I agree. Validation can be turned off - although I have the default to True
if that's okay. I'm not sure what happens if we pass invalid WCON. It still has to be valid JSON, that much is still checked.
Can you maybe check what happens with valid JSON that is invalid WCON before you close this?
I'm really rather wary of providing something that takes 10x longer than it needs to, or of providing something that doesn't actually check that the WCON is valid. Some sort of very clear warning is needed in either case. This tends to be the kind of thing that is not obvious to a casual user and the first experience shouldn't be, "Well, I did all this work to switch to WCON and now it takes me 15x longer than with my format...no thanks!"
I still haven't checked what happens with some invalid WCON files, but I did create this issue asking the jsonschema
authors why validate
is so slow:
https://github.com/Julian/jsonschema/issues/277
We can leave this issue open until I can speed up the validation step or I think more carefully about in what situations not validating might cause an issue.
@Ichoran would you mind please adding the XJ30_NaCl500mM4uL6h_10m45x10s40s_Ea.wcon
file you mentioned in your opening comment on this issue to the shared Google Drive data folder? That way it can be pulled down for automatic Travis CI testing.
Thanks
It's already on the drive. Feel free to move it around as makes sense for you.
Great thanks.

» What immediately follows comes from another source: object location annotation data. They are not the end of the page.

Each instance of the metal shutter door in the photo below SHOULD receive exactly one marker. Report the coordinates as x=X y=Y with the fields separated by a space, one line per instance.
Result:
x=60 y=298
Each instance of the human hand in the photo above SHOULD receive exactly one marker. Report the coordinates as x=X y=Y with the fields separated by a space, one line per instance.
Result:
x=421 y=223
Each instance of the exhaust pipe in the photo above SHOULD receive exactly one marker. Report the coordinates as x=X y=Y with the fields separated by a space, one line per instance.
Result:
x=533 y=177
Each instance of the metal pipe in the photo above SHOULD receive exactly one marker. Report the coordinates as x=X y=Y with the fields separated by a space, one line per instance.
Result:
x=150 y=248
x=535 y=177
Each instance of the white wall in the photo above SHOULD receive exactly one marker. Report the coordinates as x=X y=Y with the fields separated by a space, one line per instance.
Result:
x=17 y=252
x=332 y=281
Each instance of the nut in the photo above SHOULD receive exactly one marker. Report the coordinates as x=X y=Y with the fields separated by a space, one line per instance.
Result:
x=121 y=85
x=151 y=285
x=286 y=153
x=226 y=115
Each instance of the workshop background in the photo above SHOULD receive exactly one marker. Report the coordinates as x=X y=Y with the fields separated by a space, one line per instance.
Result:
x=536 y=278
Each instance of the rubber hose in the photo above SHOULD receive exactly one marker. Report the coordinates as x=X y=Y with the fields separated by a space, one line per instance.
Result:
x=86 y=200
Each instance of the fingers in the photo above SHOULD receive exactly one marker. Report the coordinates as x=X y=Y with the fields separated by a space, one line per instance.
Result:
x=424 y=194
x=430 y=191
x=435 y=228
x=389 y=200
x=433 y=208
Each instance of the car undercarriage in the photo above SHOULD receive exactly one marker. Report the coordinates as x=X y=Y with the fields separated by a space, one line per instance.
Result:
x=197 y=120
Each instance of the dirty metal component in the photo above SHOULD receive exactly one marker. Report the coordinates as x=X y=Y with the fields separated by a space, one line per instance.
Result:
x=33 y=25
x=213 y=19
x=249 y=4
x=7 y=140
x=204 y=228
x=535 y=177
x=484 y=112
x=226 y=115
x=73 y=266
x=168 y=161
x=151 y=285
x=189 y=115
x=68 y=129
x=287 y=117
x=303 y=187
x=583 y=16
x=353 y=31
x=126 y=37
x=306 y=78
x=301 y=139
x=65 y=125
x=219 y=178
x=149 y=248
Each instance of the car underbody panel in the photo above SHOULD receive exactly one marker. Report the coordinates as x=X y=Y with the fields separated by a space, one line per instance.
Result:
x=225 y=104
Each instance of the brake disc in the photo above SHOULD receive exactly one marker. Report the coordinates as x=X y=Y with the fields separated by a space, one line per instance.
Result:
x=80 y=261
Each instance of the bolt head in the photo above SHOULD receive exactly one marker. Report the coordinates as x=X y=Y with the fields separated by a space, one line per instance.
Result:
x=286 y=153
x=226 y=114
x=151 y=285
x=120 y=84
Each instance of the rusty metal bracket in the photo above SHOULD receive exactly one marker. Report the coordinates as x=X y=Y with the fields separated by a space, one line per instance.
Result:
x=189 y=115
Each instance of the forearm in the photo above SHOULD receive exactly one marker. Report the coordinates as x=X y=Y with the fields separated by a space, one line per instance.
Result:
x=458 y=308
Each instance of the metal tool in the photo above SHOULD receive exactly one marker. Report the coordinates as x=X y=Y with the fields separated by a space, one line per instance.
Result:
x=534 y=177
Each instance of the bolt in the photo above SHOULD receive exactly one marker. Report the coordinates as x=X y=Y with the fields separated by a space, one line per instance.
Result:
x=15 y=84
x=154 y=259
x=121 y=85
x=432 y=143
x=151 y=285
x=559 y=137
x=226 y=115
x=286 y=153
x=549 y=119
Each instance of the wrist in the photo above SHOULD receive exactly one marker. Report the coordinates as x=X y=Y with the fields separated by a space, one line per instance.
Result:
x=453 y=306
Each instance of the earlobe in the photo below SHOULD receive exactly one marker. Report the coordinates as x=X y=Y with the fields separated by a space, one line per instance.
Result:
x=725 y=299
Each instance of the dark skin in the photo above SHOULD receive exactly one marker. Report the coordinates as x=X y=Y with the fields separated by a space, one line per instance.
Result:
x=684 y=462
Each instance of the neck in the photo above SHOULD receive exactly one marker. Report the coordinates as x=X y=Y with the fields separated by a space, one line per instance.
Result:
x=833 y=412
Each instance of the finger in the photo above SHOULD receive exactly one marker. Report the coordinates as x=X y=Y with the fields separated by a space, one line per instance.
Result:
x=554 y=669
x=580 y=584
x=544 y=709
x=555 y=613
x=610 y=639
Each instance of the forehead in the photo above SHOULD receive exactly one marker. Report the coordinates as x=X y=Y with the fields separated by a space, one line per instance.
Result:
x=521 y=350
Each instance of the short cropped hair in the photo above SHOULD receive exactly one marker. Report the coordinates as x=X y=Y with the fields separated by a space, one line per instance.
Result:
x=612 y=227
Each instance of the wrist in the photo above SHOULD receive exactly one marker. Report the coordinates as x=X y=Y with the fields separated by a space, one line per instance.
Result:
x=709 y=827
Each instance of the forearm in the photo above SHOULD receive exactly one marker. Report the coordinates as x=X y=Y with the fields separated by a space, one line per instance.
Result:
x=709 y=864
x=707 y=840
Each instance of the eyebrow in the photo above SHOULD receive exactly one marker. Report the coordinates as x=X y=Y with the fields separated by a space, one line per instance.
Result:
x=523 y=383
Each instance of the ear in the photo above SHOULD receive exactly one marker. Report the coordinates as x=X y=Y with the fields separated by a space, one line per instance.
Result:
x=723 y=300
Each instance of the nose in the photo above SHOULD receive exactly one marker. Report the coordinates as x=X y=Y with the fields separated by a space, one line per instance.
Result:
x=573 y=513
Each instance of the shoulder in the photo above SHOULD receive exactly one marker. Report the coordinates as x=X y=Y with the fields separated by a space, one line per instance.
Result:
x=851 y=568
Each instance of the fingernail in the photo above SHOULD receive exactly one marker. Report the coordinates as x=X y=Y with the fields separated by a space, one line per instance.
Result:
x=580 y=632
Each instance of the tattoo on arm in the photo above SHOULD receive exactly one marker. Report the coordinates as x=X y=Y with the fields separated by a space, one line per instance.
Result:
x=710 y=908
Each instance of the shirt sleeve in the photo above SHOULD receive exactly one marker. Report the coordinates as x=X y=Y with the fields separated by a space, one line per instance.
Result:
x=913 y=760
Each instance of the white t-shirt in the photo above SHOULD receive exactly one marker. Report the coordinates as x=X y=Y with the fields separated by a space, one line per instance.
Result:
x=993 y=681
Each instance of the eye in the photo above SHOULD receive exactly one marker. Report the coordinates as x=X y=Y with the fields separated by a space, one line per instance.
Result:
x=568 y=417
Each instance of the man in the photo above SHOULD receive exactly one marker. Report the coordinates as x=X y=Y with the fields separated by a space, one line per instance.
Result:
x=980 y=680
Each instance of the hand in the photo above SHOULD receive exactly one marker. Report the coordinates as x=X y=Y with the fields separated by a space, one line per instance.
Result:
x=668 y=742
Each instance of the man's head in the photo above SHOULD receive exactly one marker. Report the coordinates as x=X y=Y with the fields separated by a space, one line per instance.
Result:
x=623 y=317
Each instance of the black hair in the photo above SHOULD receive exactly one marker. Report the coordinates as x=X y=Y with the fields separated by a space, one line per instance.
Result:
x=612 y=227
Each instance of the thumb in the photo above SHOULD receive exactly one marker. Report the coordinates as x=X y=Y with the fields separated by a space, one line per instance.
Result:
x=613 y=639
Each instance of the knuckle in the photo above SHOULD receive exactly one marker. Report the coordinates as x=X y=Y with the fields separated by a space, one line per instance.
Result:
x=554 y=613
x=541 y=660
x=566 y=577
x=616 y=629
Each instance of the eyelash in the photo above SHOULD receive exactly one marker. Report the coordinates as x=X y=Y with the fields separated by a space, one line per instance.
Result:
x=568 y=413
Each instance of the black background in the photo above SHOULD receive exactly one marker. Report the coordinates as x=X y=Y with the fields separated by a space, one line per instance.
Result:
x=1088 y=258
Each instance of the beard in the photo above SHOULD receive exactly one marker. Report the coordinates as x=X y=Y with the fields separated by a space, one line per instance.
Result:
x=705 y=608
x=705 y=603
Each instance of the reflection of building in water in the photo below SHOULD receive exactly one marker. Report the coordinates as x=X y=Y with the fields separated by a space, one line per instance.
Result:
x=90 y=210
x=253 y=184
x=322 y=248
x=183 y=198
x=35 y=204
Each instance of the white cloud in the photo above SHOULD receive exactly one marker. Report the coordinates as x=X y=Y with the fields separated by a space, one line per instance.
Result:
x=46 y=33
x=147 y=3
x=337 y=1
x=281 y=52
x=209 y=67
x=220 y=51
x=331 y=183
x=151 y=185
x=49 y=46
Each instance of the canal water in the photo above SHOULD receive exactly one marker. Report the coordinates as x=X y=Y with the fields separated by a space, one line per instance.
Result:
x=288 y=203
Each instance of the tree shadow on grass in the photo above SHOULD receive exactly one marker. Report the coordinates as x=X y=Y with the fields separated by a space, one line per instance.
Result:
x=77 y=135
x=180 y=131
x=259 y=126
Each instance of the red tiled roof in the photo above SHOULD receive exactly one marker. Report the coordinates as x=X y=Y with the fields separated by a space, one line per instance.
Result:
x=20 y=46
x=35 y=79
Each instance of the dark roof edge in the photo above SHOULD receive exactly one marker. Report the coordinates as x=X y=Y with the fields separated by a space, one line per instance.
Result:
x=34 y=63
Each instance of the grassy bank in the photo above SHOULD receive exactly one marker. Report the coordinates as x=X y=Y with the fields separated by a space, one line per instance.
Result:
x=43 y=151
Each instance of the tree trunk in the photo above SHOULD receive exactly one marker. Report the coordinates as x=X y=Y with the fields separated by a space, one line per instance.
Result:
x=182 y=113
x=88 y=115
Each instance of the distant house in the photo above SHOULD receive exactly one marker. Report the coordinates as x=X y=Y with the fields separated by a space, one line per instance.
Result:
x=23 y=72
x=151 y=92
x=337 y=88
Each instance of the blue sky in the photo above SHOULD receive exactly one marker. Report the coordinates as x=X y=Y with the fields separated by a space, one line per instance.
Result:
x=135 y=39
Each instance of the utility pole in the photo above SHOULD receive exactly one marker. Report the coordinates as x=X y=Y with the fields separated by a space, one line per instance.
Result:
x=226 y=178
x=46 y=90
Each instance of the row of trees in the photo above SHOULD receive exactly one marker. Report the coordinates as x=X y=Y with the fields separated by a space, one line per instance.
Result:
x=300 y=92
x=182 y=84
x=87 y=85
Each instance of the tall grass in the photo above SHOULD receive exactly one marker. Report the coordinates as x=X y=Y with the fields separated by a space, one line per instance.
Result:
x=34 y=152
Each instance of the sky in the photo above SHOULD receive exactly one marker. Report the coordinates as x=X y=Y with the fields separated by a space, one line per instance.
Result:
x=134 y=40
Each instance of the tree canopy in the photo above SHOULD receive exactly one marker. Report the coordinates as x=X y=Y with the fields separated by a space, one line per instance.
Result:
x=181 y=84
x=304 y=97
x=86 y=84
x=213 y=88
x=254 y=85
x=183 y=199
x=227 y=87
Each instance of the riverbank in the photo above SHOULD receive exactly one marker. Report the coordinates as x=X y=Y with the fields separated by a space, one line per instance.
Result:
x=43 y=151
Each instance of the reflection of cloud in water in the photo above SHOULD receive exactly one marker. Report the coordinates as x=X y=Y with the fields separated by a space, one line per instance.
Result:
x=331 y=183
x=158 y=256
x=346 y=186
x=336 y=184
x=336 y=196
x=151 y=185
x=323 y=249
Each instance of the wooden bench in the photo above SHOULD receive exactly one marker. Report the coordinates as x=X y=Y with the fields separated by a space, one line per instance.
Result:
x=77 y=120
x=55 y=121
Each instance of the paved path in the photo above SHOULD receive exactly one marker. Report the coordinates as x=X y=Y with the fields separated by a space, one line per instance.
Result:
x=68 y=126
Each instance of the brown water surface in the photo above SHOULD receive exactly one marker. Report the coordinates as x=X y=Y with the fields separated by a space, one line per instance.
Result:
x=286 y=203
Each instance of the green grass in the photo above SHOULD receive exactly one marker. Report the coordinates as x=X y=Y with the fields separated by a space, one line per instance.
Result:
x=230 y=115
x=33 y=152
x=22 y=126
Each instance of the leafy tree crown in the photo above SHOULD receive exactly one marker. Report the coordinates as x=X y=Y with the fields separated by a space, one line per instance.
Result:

I've now moved it from "example_data/MWT Example Data" to "example_data/WCON" just because that's where the other files are.
In incidental testing with files based upon
XJ30_NaCl500mM4uL6h_10m45x10s40s_Ea.wcon
, a 75 MB wcon file, the Scala and Julia implementations complete in a few seconds, while the Python completes in a few minutes (~60-90x slower). This poses barriers for the analysis of large data sets.If there are easy ways to speed up this performance, it is probably advisable. If not, it may be worth investigating an alternate implementation for large data sets that wraps one of the other implementations (e.g. the yet-to-be-created C or Rust implementations).